Does Evan Bayh think Indiana doesn't have a foreclosure problem?
I mean, seriously, does he think that Indiana is populated by mortgage industry high-rollers who aren't worried about losing their homes, instead are more concerned with ensuring that no one can ever get out of what was probably a predatory mortgage agreement from the beginning?
Because he sure is acting like it.
I don't usually post much about Indiana politics because I don't consume much local media, but here I am reading a few of the national blogs and news sites I follow and I find Evan Bayh is making a fool of himself in front of the entire country because his buddies in the finance industry might be forced to share a portion of the costs of fixing the problems spawned by their predatory lending and their own damn incentivization of high-risk loans.
The House last month passed what was called "cramdown" legislation. It would allow bankruptcy judges to renegotiate the terms of primary home mortgages, giving them authority they already have when it comes to other loans (like for vacation homes and yachts). It was already compromised in the House to protect the interests of the banking industry, and now it's up to the Senate to pass a similar version.
Except there's one so-called moderate Democrat, leading a coalition of so-called moderates, trying to gut the provision so that it's completely ineffective by making it only apply to subprime loans, most of which have already been foreclosed on. Heaven forbid someone who got a loan that was OK for them at the time but lost a job, lost pay, or lost health care benefits be allowed to keep his or her home as his or her financial realities have changed.
Business Week explains cramdown:
Often called cramdown - from bankruptcy-court jargon for judicially reduced debts generally - the concept is simple: Give judges the same power over primary-residence mortgages that they have over virtually all other debts, including mortgages on vacation homes and multi-family housing.
The difference, of course, between primary-residence mortgages and all other loans is that poorer people are more likely to have them.
Cramdown would save about 20% of homes from foreclosure. It's a good provision that the finance industry doesn't want because, as they say, it would raise the cost of lending on everyone because of the moral hazard it would present. Because dealing with the risk peasants took during the housing bubble is moral hazard, but the government bailing out high-rollers on Wall Street who took insane risks is absolutely necessary.
I mean, what are we, Marxists? Of course we have to pay off Wall Street's gambling debts. No serious person would question that. But helping anyone else really does reek of socialism, doesn't it?
Where Evan Bayh enters all this is when it comes to his role as the leader of the Senate "moderate" Democrats. Don't be fooled by the title; these folks aren't moderate at all. They're a pro-business coalition that's actively working against the interests of the American people and against Obama's platform to reform the finance industry, all to increase their power, put themselves in the spotlight, and satisfy their friends in the finance sector.
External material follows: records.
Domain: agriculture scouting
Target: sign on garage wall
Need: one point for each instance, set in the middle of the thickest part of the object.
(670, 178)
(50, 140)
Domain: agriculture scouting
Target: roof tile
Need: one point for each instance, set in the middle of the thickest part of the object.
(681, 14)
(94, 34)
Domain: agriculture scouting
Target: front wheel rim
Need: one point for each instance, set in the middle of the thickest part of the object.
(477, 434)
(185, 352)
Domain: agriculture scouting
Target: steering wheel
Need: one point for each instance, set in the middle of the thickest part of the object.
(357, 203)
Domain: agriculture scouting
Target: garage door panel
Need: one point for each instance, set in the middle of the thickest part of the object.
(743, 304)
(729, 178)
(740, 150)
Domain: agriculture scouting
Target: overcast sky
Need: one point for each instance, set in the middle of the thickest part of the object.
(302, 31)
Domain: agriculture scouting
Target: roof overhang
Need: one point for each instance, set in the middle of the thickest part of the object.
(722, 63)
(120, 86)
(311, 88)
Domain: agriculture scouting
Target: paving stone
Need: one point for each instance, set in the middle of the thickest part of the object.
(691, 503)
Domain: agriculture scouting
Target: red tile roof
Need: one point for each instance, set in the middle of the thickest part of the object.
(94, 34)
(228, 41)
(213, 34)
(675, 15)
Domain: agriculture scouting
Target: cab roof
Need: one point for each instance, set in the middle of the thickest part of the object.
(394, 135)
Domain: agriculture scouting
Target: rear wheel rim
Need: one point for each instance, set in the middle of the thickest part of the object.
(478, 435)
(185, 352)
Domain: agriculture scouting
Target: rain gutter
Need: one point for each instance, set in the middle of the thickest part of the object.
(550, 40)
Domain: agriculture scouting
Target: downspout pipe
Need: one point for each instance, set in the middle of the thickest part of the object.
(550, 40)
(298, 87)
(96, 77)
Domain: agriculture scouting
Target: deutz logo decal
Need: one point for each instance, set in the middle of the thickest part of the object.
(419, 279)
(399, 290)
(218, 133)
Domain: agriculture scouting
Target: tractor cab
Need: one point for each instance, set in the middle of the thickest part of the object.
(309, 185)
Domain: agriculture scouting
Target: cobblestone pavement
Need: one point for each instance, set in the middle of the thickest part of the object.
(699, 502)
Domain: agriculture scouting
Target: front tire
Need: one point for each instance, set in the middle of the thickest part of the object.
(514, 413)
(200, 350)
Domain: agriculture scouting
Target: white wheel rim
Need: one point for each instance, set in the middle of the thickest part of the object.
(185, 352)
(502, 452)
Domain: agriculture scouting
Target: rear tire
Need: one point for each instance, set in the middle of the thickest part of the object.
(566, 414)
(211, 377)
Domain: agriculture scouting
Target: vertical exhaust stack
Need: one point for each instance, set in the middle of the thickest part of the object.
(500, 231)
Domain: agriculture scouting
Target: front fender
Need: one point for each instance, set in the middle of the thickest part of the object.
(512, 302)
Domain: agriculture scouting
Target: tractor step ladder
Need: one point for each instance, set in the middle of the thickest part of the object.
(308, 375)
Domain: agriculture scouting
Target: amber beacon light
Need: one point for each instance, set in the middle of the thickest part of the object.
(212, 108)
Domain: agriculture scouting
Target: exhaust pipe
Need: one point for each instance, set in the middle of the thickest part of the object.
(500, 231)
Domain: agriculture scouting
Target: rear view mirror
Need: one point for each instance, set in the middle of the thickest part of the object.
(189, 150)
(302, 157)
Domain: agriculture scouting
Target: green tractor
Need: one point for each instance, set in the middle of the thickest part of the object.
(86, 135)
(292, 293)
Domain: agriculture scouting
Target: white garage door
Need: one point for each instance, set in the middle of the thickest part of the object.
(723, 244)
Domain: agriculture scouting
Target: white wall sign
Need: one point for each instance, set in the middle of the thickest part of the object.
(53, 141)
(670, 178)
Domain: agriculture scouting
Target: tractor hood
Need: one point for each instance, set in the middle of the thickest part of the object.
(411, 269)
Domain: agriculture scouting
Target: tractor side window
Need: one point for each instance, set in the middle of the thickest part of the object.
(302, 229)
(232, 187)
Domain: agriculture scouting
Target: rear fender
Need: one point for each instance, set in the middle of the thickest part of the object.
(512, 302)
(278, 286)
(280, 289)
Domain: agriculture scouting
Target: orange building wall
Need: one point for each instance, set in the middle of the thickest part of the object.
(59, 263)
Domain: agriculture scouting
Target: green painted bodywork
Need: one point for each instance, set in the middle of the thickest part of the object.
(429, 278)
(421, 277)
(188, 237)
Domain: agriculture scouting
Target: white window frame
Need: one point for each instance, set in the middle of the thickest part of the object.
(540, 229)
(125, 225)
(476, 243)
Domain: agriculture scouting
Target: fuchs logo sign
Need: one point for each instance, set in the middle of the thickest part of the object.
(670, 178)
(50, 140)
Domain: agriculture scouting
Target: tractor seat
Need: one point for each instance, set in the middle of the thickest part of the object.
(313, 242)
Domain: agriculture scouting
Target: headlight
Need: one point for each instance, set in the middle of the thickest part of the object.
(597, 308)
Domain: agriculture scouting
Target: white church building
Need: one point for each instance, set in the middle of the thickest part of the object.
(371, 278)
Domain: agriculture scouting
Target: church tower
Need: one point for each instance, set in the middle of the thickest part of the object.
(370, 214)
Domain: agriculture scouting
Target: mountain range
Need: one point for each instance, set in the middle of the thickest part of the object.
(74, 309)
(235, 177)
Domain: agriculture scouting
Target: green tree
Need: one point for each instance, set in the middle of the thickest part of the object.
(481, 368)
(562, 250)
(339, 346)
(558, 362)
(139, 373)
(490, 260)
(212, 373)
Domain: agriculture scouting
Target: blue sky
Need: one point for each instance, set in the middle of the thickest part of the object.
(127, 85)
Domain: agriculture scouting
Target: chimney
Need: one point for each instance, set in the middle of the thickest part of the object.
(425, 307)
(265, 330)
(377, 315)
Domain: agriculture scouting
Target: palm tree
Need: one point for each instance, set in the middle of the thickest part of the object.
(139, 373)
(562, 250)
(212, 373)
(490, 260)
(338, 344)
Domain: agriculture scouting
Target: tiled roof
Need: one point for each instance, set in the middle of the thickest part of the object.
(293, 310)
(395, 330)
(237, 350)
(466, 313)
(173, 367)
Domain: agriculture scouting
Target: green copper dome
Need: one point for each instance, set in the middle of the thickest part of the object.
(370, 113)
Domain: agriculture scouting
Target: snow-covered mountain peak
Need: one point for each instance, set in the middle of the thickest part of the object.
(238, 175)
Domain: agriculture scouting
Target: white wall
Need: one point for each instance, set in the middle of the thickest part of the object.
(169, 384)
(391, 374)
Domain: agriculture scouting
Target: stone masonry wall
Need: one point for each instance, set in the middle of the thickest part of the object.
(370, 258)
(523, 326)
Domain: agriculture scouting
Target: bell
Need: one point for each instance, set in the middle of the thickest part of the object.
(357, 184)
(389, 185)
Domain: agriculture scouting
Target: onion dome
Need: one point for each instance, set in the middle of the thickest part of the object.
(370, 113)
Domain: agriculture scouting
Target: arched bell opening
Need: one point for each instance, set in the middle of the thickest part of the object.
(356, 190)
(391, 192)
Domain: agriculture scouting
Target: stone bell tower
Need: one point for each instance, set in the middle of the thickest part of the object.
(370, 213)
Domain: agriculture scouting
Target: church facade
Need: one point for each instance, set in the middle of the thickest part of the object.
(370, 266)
Basically, Bayh wants to be the next Joe Lieberman.
It also has something to do with what Jan Hamsher is calling Bayh's little lobbyist problem:
Indiana has a huge foreclosure problem (see map). It's estimated that giving bankruptcy judges the ability to write-down mortgages would cut the foreclosure rate by 20%, without any cost to the taxpayers. But Bayh doesn't seem to be responsive to that concern. I wonder why....
Top 5 Contributors, 2003-2008
Goldman Sachs $123,750
Eli Lilly & Co $65,722
Latham & Watkins $50,300
Orrick, Herrington & Sutcliffe $47,816
Next Generation $46,750
Top 5 Industries, 2003-2008
Lawyers/Law Firms $1,363,171
Securities & Investment $1,005,186
Real Estate $432,200
Misc Finance $255,701
Bayh's little "lobbyist problem" is considered by many to be what tanked his Vice Presidential aspirations. His wife Susan earns about $837,000 a year serving on seven corporate boards, among them Wellpoint, a health insurance company for which Bayh helped secure a $24.7 million dollar grant. She's on the board of ETrade, even as Bayh is on the Senate Finance Committee.
His fancy-pants committee seat along with his position as the only way to save any liberal legislation in the Senate (by making it conservative), actually puts him in a nice position to make bank off lobbyists and feel like a big man for all the power he's assuming.
His position on this provision is opposed by 2/3 of America, making it anything but "centrist" or "moderate."
I guess we should have seen this sort of back-stabbing of the middle and working class coming back when he was campaigning as a "fiscal conservative," but, well, here we are. And while Indiana has a conservative bend, that doesn't mean people like Bayh should be ignoring the increasingly urban/suburban nature of Indiana's population.